First thing I noticed was it opened up the AGENTS.md file and used that which was really promising. However it got a little confused as the project wasn’t yet commited or added to the repo (forgot to do this!).
Wow it seems to work first time! However it has ignored the git rules of using a worktree etc.
Well not quite, the app runs and it allows the image to drop but there seems to be an issue with the display of the image. Lets see if the agent can fix it. From experience I have found that as we only have limited memory it is usually best to start a new chat when trying to add features etc (on bigger paid models we can do far more). So I will start a new thread and see if I can fix things, I have yet to actually look at the code created.

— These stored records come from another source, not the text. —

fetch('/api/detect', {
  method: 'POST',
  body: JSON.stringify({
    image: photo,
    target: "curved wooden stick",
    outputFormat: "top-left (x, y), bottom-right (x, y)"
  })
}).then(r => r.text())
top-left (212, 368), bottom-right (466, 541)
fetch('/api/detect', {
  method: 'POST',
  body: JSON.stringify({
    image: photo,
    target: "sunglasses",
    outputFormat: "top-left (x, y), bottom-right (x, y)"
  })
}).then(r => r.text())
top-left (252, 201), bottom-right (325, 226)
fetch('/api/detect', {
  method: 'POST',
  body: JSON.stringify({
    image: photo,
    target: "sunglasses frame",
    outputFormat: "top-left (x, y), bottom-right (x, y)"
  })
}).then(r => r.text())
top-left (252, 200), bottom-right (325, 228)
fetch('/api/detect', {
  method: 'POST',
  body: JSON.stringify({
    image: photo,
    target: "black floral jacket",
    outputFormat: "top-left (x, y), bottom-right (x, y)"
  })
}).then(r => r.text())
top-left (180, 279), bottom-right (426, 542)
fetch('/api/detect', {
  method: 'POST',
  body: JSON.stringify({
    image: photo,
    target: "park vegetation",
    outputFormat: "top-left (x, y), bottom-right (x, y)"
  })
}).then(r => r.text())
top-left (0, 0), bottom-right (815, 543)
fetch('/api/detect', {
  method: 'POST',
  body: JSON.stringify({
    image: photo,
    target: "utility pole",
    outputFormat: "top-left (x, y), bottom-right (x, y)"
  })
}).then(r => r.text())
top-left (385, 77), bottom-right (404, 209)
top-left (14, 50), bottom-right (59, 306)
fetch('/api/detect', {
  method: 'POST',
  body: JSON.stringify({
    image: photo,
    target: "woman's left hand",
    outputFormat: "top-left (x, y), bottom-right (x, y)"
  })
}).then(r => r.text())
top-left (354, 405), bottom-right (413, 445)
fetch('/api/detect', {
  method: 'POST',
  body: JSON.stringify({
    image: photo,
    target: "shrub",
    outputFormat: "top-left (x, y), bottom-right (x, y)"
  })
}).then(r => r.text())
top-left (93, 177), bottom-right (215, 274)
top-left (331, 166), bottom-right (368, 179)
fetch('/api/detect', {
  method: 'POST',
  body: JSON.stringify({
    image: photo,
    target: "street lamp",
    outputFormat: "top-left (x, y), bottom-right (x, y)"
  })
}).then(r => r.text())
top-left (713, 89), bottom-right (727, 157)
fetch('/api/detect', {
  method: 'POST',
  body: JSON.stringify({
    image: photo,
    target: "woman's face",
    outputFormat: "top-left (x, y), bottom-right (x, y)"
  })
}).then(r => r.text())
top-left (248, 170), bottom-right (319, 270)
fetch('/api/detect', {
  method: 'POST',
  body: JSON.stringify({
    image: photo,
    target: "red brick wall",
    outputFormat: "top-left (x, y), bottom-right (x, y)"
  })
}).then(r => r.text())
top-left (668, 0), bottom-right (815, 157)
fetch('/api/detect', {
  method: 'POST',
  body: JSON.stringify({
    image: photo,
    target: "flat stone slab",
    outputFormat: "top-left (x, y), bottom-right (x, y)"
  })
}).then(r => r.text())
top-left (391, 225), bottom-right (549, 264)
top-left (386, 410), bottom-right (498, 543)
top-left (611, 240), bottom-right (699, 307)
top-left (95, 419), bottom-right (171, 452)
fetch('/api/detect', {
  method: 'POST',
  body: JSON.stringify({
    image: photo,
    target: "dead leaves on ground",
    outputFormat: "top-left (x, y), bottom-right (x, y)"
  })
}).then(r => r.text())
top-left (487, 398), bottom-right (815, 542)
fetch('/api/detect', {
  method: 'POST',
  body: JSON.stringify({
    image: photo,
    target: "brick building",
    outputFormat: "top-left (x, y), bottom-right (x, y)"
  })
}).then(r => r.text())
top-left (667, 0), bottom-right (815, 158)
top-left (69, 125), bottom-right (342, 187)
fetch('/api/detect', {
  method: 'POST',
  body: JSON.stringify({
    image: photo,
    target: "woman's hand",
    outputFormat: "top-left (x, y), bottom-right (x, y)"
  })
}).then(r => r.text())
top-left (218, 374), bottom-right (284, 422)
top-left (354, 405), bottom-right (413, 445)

The next prompt I used was
in @main.cpp When loading the image the image seems to get scaled to a very small size and becomes fuzzy.
It thought about it for a bit and decided
I can see the issue. Looking at the `ImageLabel` class (in `main.py`), there are two problems:
1. **`setScaledContents(True)`** (line 58) conflicts with the manual scaling in `resizeEvent` — `setScaledContents` scales the pixmap to fill the label's entire geometry, but then `resizeEvent` also scales it, creating double-scaling artifacts.
2. **`resizeEvent` always scales** the pixmap to `self.size()` regardless of whether the image is larger or smaller than the label. This means even small images get scaled to whatever size the label happens to be, causing fuzziness.
The fix:
- Remove `setScaledContents(True)` — let `resizeEvent` handle all scaling
- Only scale **down** when the image is larger than the label (never scale up)
Which resulted in the following app.
That sort of works, however when I tried to add a 2nd image I get the following error.
uv run main.py
Error calling Python override of QWidget::dropEvent(): Traceback (most recent call last):
File "/Volumes/teaching/Code/AgenticAdventures/ImageDropMacQwen3.6MXFP4_MOE/main.py", line 184, in dropEvent
self.add_image(path)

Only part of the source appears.